Friday, January 6, 2012

The Fractured Structure of Western Power In The Global Space

Paddy Ashdown is the author of A Fortunate Life and revealed his views at a recent TedX Talk in Brussels regarding the global shifts of power we are seeing today.  He highlights three main events in the near future that will establish the loss of power residing in the West and the new emergence of it on a global scale, were everyone is accountable to everyone.  We've seen this with the G7, G8 and now G20.  The climate of the global mood during times of power changes are "accompanied by turbulence and, all too often. blood".  According to Ashdown we are living in just that climate right now as the US begins to lose its grip on its power (excessive spending has resulted in cuts in defense spending and a complete shift from manufacturing to sole service industry) and the new powers for the foreseeable future are beginning to form.

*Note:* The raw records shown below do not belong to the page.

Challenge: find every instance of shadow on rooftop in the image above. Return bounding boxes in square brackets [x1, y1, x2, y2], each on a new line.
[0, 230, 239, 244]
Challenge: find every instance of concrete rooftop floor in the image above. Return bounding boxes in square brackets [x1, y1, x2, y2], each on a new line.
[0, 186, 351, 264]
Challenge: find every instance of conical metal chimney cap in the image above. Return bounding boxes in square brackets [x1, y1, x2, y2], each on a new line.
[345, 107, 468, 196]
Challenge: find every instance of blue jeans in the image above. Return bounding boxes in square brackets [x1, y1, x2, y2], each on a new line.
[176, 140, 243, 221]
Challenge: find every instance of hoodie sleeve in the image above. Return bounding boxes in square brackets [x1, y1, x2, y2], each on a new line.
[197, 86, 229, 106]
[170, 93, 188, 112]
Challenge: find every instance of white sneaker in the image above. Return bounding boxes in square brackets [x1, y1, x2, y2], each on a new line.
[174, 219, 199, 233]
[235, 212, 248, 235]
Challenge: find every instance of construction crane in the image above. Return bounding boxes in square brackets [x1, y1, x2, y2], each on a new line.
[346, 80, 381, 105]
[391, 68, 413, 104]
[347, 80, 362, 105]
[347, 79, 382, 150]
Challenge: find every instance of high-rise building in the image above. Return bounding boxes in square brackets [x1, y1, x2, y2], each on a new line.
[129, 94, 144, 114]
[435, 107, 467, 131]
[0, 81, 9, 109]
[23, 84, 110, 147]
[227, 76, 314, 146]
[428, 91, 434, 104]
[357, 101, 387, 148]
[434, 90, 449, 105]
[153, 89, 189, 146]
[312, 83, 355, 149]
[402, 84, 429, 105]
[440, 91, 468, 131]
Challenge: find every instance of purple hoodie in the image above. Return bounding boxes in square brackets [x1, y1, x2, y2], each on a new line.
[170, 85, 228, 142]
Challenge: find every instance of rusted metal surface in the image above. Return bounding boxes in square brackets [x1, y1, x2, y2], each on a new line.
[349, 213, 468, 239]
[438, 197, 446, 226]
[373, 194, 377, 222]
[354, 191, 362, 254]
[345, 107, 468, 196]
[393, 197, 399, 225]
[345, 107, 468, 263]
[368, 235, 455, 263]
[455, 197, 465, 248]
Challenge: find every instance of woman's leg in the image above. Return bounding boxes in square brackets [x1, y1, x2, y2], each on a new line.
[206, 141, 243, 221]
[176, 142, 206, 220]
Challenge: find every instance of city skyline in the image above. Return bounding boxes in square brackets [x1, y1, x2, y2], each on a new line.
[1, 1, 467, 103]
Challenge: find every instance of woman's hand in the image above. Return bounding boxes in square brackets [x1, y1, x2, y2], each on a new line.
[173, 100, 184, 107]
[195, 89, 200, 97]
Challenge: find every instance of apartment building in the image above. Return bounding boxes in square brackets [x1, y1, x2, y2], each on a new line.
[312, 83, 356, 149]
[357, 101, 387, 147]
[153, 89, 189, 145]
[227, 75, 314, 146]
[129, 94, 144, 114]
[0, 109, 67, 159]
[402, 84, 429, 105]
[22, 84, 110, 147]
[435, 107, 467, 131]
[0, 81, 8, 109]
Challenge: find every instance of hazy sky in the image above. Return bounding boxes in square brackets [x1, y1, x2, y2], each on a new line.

Examples of this type of global emotion are drawn from the two great World Wars where power shifted from old Europe to the new America, the military industrial complex.  He highlights the lateral shifts in power from the Greeks to Rome.  Today the real power is not moving laterally only, its also moving vertically.  This means that the polar powers of the world are coming together to make alliances and treaties which outline the acceptable ways to interact on a global scale.

According to SpeakersCorner:
Paddy Ashdown was born in New Delhi in 1941, the eldest of seven children. At 4 years old, his family returned to Britain to a farm in Ulster. Between 1959 and 1972 he served in the Royal Marines and saw active service as a Commando Officer in Borneo and the Persian Gulf. After Special Forces Training in England in 1965, he commanded a Special Boat Section in the Far East. He went to Hong Kong in 1967 to undertake a full-time course in Chinese, returning to the United Kingdom in 1970, where he was given command of a Commando Company in Belfast.

In 1972, Paddy left the Royal Marines and joined the Foreign Office. He was posted to the British Mission to the United Nations in Geneva where he was responsible for Britain's relations with a number of UN organisations and took part in the negotiation of several international treaties and agreements between 1974 and 1976, including aspects of the European Security Conference (the Helsinki Conference). After leaving the Foreign Office Paddy worked in industry in South-West England between 1976 and 1981 and in 1981 went to work as a Youth Worker with the Dorset County Council Youth Service, with responsibility for initiatives to help the young unemployed.